Dog Man (Dav Pilkey)
George and Harold (of Captain Underpants fame) have created a new hero who digs into deception, claws after crooks, and rolls over robbers. When Greg the police dog and his cop companion are injured on the job, a life-saving surgery changes the course of history, and Dog Man is born. With the head of a dog and the body of a human, this heroic hound has a real nose for justice. Graphic novel, humor.
Making Friends With Billy Wong (Augusta Scattergood)
Azalea is not happy about being dropped off to look after Grandmother Clark. She soon meets Billy Wong, a Chinese-American boy who shows up to help in her grandmother's garden.

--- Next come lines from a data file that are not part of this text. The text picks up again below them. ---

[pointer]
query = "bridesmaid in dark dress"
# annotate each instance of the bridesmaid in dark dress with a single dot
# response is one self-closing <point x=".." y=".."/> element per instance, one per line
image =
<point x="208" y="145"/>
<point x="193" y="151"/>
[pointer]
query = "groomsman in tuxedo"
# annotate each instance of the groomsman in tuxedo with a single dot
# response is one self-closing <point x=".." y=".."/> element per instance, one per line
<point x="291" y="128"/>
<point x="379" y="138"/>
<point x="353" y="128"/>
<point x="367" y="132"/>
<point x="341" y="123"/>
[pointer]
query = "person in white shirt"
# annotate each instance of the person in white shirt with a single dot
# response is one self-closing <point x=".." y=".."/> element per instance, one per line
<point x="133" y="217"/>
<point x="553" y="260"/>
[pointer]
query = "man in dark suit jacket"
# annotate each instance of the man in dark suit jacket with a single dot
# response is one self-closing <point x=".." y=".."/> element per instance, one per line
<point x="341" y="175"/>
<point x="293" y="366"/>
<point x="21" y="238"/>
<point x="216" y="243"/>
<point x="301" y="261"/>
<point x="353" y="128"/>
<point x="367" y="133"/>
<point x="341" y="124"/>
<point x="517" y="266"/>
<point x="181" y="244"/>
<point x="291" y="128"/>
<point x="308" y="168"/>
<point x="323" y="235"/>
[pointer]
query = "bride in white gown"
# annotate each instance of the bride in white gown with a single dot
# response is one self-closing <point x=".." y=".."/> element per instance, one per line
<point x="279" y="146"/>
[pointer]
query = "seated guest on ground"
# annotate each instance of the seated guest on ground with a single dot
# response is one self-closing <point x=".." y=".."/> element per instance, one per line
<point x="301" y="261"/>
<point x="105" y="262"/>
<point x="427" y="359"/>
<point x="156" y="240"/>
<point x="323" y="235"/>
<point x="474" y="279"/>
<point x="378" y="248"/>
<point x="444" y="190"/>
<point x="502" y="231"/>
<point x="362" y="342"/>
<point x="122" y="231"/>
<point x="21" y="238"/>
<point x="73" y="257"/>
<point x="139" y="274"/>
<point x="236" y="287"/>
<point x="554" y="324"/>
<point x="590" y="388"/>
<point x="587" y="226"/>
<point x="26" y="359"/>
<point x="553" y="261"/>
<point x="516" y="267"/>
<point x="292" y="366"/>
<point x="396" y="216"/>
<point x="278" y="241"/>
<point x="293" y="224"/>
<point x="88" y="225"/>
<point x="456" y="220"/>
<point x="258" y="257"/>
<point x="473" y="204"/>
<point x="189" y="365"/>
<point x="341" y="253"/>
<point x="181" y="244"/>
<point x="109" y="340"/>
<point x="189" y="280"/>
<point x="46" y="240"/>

Billy's great-aunt and uncle own the Lucky Foods grocery store, where days are long and some folks aren't friendly. Another poetry-prose mix! Historical fiction, civil rights, friendship.


Groovy Joe: Ice Cream and Dinosaurs (Eric Litwin, Tom Lichtenheld)
In his debut adventure, Groovy Joe faces three roaring dinosaurs hungry for his doggy ice cream. But Joe knows just what to do and soon enough he has them all sharing while moving and singing along. Signature rhyme, repetition, and musical writing style, combined with wild and witty illustrations come together to create an unforgettable new character who embodies positivity, creativity, and kindness. You can also download free Groovy Joe songs from the Groovy Joe website.
They All Saw A Cat (Brendan Wenzel)
The cat walked through the world, with its whiskers, ears, and paws...In this glorious celebration of observation, curiosity, and imagination, Brendan Wenzel shows us the many lives of one cat, and how perspective shapes what we see. When you see a cat, what do you see? I like this book for art classes and lesson on perspective.
Pirasaurs (Josh Funk)
Pirates + dinosaurs= a lot of happy readers! Meet the Pirasaurs, a ragtag team of seasoned pirate dinosaurs looking for adventure and treasure. There's fearsome Captain Rex, golden-toothed Velocimate, one-eyed Bronto Beard, and more fearsome, buccaneering beasts....as well as one new recruit who may be small, but who's eager to prove he can learn the ropes and find his place on the team. Great for National Talk Like A Pirate Day, coming up on September 19.


  1. Can you clarify what ages are young adult and what are middle grades?

    1. Hi, Heidi,
      For me, young adult is upper-MS and high scool, so maybe grades 8+. Middle grades is grades 5-8. It's a little fuzzy because maturity levels vary so widely at this age.

  2. Yes, I would say The Bronze Key is firmly Middle Grade while The Scourge is high MG to YA.